Überraschung Tavares
Doch nicht nur im Westen schicken sich die kanadischen Teams an, den „hoser“-Status abzulegen. Auch im Osten etablierten sich zuletzt zwei der drei Teams aus dem Mutterland des Eishockeys in der Spitzengruppe. Der Aufschwung der Toronto Maple Leafs und der Montréal Canadiens ist dabei durchaus überraschend.

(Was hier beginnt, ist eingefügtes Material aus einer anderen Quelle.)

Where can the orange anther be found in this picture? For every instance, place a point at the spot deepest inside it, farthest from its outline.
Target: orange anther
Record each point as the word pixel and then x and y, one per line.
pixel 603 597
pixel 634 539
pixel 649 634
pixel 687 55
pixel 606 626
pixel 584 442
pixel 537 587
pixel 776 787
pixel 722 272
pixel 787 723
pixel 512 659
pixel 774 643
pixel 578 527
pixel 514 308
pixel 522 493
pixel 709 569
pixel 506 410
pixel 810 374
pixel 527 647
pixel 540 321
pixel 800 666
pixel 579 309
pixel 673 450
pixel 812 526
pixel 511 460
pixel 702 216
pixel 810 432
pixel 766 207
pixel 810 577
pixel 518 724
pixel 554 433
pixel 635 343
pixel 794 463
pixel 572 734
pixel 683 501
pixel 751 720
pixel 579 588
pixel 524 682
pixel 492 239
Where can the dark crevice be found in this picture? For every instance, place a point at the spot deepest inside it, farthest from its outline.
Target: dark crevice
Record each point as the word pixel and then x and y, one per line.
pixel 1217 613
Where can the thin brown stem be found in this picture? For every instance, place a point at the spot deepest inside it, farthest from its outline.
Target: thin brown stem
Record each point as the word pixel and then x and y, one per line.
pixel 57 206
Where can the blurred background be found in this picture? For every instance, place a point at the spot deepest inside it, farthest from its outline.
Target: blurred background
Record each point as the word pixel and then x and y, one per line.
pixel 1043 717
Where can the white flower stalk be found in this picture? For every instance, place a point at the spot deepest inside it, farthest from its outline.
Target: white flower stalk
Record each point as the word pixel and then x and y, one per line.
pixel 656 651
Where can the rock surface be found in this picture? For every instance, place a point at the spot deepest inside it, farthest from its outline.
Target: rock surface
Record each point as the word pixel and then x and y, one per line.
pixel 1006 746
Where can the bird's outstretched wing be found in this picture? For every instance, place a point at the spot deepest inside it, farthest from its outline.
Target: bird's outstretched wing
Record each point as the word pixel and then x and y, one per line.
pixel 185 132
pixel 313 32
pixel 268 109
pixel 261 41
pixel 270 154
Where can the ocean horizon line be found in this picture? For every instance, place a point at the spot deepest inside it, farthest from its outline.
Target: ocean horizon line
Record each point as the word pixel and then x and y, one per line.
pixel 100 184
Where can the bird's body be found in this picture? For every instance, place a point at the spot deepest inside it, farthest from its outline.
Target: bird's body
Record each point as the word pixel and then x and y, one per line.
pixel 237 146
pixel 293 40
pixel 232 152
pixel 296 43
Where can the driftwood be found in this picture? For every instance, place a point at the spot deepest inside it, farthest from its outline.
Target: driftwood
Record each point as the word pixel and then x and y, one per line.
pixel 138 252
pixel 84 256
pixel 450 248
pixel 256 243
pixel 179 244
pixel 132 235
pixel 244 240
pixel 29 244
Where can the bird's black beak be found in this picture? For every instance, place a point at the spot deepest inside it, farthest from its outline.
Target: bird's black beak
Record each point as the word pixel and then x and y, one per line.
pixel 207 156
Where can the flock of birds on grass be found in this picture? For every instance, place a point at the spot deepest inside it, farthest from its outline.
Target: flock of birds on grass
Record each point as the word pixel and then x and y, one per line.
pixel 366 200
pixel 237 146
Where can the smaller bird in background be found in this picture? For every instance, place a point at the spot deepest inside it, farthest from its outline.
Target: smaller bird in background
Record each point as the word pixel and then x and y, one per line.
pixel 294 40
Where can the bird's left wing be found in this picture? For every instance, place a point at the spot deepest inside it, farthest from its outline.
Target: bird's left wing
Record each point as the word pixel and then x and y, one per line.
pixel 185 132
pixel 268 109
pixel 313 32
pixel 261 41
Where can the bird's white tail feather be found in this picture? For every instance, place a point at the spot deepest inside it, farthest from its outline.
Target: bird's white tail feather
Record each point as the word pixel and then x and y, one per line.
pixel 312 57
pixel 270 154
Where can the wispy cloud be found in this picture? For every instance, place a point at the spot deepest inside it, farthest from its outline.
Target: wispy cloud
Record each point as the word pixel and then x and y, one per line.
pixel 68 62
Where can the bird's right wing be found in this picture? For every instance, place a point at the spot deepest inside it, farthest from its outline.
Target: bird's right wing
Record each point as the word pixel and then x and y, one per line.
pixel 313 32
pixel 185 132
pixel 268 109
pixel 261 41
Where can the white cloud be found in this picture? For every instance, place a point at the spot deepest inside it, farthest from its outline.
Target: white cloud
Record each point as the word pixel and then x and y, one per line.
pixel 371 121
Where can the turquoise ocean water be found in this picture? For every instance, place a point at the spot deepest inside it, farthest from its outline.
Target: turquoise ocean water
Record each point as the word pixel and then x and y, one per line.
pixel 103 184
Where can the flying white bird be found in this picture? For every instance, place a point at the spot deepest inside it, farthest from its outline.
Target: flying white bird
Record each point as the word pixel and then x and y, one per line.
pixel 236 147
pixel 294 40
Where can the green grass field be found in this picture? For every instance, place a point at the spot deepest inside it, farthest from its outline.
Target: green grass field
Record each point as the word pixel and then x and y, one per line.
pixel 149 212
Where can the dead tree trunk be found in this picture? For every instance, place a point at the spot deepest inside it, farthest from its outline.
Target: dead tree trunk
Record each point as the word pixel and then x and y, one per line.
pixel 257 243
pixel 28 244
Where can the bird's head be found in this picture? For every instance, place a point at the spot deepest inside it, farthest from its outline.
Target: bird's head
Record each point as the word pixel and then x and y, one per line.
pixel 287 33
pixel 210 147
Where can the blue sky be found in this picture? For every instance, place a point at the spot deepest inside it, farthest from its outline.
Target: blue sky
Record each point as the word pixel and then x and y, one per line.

In der Saisonvorbereitung wurde den Leafs wegen der millionenschweren Verpflichtung des inkonstanten John Tavares (zuvor New York Islanders) noch vorgeworfen, sie hätten ihre unmittelbare Zukunft verkauft. Seit dessen Verpflichtung blühte Torontos bisheriger Superstar Auston Matthews, erster Pick im Draft 2015 aber so richtig auf und brach zu Saisonbeginn zahlreiche Scoringrekorde, ehe er sich verletzte. In seiner Abwesenheit übernahmen Tavares und Verteidiger Morgan Rielly die Verantwortung. Rielly ist mit 18 Punkten aktuell offensiv der zweitbeste Verteidiger der Liga.
Dass die Montréal Canadiens in absehbarer Zeit erfolgreiches Eishockey spielen würden, schien vor einigen Wochen schier utopisch. Schon in der Vorsaison gehörten die Habs zu den schlechtesten Teams der NHL, verpflichteten allerdings in der Sommerpause mit Max Domi und Tomas Tatar zwei echte Volltreffer.
Doch selbst wenn dieser Status für die Teams aus Kanada nur ein temporärer ist – immerhin dauert die Saison noch sechs Monate – ist klar, dass alle Teams akribisch auf das ganz große Erfolgserlebnis hinarbeiten, so dass der Fluch der „hoser“ in naher Zukunft fallen dürfte.